Certain payers require prior authorizations.
Depending on the payer, a home health agency (HHA) may be required to obtain a ‘prior authorization’ (PA) for home health billing and to determine insurance eligibility. Think of prior authorization as “permission” to provide a type of service for a specified duration. The purpose of prior authorization checks is to prevent unnecessary procedures as well as the prescribing of expensive brand name drugs when an appropriate generic is available. For more on home health billing click here.
Most Medicaid and commercial insurance companies (Humana, Aetna, Blue Cross/Blue Shield etc) require the HHA to obtain a prior authorization before providing services. If you don’t obtain a required PA, you won’t be paid for the services you provide. It’s important to provide services exactly according to the PA – payers will p
ay for only services that have been authorized.
Maintain a list of telephone numbers (for each payer) to call for Prior Authorization.
To get a PA you need to telephone the department of the payer that issues PAs. Typically you’ll receive a code or number that is associated with the authorization and that code/number will go on the invoice (‘claim’) that you mail or electronically submit.

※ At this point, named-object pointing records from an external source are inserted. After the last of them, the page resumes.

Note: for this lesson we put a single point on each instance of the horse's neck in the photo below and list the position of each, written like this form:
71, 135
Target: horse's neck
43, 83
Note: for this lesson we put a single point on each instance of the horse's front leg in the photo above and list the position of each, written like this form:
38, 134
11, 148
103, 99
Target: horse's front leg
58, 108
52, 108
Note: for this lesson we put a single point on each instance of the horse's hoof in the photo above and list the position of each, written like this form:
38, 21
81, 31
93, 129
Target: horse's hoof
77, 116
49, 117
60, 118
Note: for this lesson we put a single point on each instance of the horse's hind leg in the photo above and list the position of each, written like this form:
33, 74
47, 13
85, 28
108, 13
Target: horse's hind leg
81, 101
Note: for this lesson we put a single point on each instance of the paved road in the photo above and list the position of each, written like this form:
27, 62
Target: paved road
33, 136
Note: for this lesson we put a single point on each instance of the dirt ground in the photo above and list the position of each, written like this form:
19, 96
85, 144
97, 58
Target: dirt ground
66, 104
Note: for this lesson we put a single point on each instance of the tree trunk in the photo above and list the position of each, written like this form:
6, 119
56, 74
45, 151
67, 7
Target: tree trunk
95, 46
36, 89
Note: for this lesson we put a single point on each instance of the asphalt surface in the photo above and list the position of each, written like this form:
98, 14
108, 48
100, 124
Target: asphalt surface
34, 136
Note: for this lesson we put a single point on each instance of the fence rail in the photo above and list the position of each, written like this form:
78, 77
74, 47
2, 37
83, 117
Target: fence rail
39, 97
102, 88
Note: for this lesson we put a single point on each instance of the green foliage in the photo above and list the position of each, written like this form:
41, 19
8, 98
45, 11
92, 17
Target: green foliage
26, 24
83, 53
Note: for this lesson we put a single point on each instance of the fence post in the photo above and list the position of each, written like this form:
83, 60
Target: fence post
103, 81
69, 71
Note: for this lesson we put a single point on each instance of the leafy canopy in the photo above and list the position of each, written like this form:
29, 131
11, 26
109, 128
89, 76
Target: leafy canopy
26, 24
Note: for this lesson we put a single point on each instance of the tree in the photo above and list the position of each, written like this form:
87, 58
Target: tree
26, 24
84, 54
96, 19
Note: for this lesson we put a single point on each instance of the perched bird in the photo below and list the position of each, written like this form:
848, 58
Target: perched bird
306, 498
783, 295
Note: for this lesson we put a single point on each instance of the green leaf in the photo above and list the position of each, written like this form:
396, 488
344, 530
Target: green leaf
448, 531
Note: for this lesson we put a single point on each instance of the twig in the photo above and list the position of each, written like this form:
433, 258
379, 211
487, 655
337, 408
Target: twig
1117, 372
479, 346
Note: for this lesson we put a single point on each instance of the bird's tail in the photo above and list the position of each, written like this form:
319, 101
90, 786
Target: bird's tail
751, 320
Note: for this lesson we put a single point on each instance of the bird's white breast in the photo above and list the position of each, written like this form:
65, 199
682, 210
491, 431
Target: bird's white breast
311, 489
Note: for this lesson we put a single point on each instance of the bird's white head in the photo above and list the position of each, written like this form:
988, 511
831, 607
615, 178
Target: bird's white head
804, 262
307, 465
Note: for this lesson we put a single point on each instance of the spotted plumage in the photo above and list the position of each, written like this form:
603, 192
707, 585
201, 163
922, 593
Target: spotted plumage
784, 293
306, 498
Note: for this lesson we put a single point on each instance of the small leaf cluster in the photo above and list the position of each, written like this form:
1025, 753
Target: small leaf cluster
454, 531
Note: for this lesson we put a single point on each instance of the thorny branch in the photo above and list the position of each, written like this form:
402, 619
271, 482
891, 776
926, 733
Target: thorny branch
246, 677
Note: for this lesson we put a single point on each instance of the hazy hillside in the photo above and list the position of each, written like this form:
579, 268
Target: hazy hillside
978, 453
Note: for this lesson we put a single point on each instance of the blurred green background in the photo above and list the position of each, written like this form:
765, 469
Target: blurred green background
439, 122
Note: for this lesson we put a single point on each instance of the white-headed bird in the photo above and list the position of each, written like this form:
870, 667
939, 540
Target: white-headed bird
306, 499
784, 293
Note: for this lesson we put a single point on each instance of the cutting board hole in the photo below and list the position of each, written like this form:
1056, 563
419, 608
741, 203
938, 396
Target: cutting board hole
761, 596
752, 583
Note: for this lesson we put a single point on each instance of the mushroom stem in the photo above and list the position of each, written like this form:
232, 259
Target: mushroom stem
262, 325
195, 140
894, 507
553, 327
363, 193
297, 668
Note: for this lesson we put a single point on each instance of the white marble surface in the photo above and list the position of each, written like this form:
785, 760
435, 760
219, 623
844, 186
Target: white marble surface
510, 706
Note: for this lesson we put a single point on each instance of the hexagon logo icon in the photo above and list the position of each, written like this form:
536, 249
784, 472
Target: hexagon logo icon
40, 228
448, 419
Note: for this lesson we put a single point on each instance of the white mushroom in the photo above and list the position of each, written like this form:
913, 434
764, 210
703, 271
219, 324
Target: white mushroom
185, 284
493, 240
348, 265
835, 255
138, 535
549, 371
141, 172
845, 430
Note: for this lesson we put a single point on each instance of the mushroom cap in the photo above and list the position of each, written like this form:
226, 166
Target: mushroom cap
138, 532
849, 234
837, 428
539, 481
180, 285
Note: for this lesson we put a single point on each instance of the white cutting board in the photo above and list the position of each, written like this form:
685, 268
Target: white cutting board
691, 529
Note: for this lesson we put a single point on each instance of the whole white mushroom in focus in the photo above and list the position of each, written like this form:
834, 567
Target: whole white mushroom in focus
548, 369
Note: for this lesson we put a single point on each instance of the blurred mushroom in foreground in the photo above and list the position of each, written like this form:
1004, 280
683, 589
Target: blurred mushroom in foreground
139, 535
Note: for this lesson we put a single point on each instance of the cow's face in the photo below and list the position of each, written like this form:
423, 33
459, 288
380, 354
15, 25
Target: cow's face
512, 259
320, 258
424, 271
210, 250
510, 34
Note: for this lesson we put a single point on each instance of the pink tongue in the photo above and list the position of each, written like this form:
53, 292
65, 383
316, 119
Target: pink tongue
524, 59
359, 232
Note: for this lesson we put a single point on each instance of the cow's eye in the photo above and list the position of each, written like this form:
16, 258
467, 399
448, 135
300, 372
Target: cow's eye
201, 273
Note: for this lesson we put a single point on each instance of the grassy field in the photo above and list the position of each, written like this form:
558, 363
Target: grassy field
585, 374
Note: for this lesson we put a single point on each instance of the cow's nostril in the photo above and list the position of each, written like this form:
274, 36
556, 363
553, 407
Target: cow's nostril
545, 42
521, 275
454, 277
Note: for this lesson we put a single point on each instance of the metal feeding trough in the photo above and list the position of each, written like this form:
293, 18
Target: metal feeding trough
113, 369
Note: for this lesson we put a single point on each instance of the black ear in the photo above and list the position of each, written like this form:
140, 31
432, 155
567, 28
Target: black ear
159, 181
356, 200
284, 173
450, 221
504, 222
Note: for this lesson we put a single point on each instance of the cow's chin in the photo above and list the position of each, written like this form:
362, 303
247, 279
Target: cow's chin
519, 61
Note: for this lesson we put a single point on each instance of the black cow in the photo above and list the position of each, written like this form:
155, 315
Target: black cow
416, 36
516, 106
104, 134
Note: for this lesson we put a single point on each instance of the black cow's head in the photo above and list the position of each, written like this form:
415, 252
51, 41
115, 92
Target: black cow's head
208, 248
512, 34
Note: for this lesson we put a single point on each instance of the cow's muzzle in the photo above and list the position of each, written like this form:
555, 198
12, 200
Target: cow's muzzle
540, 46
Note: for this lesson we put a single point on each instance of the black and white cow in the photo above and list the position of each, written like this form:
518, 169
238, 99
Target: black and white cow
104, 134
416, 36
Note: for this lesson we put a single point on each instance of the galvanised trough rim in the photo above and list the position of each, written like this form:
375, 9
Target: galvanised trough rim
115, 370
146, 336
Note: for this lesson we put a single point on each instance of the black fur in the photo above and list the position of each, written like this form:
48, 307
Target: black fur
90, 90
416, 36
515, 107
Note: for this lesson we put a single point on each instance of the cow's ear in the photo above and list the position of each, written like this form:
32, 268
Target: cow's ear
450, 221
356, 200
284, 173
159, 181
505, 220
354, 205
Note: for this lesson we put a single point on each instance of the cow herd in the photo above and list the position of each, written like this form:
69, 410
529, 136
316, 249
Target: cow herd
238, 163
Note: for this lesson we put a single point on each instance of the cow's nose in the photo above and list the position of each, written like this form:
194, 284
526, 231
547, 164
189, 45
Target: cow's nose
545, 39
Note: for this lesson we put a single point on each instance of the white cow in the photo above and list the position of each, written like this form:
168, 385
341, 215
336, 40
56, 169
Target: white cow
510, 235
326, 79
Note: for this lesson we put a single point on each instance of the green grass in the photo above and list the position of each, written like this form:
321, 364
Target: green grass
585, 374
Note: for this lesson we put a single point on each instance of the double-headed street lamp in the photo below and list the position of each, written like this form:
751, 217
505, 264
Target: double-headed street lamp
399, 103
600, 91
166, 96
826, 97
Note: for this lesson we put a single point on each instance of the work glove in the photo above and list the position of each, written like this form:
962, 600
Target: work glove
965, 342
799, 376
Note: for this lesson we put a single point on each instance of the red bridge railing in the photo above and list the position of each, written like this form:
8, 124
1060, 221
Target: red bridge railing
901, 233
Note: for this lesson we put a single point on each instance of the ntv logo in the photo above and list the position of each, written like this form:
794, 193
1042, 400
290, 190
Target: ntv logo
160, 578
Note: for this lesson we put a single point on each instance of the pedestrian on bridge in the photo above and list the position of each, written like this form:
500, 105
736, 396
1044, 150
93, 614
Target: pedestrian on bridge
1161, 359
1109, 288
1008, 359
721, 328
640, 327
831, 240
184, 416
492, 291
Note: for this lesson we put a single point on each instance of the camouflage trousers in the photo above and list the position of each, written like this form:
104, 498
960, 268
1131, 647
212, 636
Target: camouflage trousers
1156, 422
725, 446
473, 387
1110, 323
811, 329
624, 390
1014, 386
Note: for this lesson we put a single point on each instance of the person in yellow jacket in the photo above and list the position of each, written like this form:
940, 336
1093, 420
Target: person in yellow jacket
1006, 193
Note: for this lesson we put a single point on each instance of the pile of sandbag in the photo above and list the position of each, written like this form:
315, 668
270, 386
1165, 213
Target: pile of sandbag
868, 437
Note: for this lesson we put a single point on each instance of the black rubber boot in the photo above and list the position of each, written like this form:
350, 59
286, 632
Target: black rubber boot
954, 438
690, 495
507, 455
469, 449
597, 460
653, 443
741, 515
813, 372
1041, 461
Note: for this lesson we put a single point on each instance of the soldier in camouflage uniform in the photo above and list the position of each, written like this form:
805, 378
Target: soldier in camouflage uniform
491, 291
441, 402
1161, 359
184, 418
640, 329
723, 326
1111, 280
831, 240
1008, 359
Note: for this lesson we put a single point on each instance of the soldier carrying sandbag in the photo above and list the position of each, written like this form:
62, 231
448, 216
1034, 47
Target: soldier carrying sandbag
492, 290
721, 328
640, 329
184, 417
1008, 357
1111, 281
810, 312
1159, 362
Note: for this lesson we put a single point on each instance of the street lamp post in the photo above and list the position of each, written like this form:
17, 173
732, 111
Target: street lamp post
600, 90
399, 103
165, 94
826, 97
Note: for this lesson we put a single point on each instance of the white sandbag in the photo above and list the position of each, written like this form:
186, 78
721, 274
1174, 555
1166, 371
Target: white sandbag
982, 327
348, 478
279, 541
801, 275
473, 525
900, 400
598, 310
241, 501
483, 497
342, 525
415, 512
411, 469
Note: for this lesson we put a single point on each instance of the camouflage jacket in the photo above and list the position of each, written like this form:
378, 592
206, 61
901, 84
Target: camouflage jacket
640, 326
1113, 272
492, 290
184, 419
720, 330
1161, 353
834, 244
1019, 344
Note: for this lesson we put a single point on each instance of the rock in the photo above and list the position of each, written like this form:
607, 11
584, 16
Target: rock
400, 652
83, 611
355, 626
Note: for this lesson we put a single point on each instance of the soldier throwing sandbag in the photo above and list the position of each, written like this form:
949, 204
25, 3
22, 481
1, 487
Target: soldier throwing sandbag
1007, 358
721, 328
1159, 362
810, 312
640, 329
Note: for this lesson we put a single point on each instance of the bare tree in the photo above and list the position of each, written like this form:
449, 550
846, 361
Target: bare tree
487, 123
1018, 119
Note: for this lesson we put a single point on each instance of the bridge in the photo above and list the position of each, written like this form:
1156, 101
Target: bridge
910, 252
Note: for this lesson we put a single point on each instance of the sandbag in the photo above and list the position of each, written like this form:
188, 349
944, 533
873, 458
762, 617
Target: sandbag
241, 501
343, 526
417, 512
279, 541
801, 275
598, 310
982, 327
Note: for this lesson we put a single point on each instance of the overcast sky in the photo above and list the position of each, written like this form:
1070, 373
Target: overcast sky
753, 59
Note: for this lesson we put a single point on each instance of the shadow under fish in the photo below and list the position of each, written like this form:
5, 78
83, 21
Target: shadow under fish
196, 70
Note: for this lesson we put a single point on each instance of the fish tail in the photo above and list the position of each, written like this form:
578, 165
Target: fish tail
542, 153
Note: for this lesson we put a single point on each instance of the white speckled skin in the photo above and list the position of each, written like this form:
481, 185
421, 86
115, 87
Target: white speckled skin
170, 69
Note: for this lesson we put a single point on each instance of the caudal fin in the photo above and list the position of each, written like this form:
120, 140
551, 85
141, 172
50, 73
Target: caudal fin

For example, a Medicaid program that pays for PCA (personal care attendant) services requires that you, the HHA, get prior authorization before providing services. You'll telephone the department and obtain a PA to provide (for example) PCA services, 6 hours per week for 12 weeks starting on month/day/year. They’ll issue you a code to put on the invoice. When you create the invoice you’ll include the PA code on the invoice before home health billing.
Find a software to track your Prior Authorizations.
You’ll need a way to track if you are
- following the prior authorization (tracking the number of hours or visits authorized) and
- when a new prior authorization is due.